Friday, June 30, 2006

Montreat West...Thursday

Earlier today (Thursday), the Servant Squad spent some quality time exploring the theme of conflict. Some of them worked with modeling clay to sculpt their response, while some finger painted, and others wrote their own "blogs" in response to scenarios posted around the room. Nobody took advantage of the liturgical movement station.

Between last night's sermon and this morning's keynote, hopefully the youth here at Montreat West are thinking about issues of race, gender, sexuality, power, oppression, and control. J. Herbert did a fabulous job of talking about the racial injustices that are still prevalent in our society. He gave us a glimpse into his world as an African-American man, and some of it made me so sad. He talked about being painfully aware of where his hands are at all times when he's in a store, because he doesn't want to appear as if he's stealing something or getting ready to pull a weapon. This morning, Cindy encouraged us to think more seriously about the civil rights movement, and what it means to seriously engage in conversation with "the other."
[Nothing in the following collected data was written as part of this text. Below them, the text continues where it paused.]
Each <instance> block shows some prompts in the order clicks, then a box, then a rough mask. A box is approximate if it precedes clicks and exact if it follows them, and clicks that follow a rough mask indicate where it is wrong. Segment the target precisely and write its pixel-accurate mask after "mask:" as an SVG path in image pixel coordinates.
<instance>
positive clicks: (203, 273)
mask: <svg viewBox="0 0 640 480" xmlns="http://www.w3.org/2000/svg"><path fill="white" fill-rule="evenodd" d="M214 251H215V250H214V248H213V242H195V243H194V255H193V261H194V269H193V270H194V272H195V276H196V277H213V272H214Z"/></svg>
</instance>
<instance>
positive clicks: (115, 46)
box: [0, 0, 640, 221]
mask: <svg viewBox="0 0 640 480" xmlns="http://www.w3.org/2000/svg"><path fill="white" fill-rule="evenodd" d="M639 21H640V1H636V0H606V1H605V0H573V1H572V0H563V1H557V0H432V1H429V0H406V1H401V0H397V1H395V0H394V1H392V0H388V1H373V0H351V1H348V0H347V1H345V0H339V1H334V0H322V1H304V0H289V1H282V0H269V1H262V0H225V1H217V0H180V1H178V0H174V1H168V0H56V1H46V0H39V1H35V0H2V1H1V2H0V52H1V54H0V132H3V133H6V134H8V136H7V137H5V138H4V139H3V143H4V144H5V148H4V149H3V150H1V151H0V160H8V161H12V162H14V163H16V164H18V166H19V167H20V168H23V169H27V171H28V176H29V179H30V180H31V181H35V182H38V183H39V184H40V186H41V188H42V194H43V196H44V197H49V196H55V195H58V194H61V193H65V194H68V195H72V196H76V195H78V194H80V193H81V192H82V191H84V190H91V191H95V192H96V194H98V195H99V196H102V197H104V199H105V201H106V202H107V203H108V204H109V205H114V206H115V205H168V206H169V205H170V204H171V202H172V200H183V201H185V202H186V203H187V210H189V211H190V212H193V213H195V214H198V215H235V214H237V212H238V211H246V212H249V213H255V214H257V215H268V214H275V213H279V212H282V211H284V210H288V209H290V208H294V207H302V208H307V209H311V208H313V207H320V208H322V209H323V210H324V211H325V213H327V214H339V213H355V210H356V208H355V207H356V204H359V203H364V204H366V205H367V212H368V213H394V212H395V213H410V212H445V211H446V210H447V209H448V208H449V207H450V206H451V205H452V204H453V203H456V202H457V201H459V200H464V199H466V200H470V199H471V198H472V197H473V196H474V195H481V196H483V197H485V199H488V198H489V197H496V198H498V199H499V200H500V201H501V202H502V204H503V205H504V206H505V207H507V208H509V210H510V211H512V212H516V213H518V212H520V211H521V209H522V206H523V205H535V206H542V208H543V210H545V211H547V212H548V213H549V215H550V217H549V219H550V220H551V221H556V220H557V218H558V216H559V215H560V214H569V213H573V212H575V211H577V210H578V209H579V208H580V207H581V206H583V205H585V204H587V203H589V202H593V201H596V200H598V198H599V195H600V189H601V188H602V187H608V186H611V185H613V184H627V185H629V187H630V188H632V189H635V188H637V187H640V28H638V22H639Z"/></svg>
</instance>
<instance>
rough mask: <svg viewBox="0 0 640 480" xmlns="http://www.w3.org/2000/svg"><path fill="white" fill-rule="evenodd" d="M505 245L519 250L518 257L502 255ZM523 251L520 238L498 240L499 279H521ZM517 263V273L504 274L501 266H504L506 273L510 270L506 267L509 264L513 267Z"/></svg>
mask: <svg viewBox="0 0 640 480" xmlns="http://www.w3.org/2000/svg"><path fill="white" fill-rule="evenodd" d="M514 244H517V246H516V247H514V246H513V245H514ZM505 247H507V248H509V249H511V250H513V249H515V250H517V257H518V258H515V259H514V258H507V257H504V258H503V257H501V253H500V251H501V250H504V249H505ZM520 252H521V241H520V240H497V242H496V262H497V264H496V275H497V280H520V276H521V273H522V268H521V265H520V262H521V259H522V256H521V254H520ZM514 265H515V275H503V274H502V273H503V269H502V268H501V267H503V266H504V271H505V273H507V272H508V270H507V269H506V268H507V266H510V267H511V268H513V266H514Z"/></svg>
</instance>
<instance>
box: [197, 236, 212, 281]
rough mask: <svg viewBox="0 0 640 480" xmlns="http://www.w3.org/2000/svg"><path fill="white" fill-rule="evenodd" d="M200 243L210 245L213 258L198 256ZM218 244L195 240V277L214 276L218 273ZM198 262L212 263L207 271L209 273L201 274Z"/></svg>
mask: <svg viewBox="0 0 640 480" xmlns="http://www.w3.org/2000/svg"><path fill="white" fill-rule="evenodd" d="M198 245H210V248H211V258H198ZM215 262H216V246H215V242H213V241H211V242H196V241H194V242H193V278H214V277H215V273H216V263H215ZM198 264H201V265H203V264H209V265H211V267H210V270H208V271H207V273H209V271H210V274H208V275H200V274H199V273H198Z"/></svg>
The sermon last night was pretty convicting for me. As I heard J. Herbert speak, I realized that that "voice" very absent from my day to day encounters. I feel like there was a time, in seminary, and some in college, when that voice was a part of my life, but not so much now. Nor have I been intentional about speaking in that voice in my current situation. When I run, my thoughts no longer focus on the ways that I can transform the world around me or how I'm going to speak the truth to power, but instead I worry about my car payment and my house payment, and whether I have money in my account to cover them...I think about how quickly I can pay off my student loans, or when I'll be able to afford a new TV, or what I "need" at Target, or when I'm going to play golf again, or vainly, I think about how much better I'm gonna look now that I'm running every other day. Yeah...J. Herbert's words were convicting. I need to get back to the roots of questioning the status quo and speaking up for those who don't have a voice.

Why is it so easy to feel fired up about this stuff when I'm here at Montreat or when I was in seminary? What is it about "the real world" that saps away my energy from truly transforming the world around me...from living into the kingdom?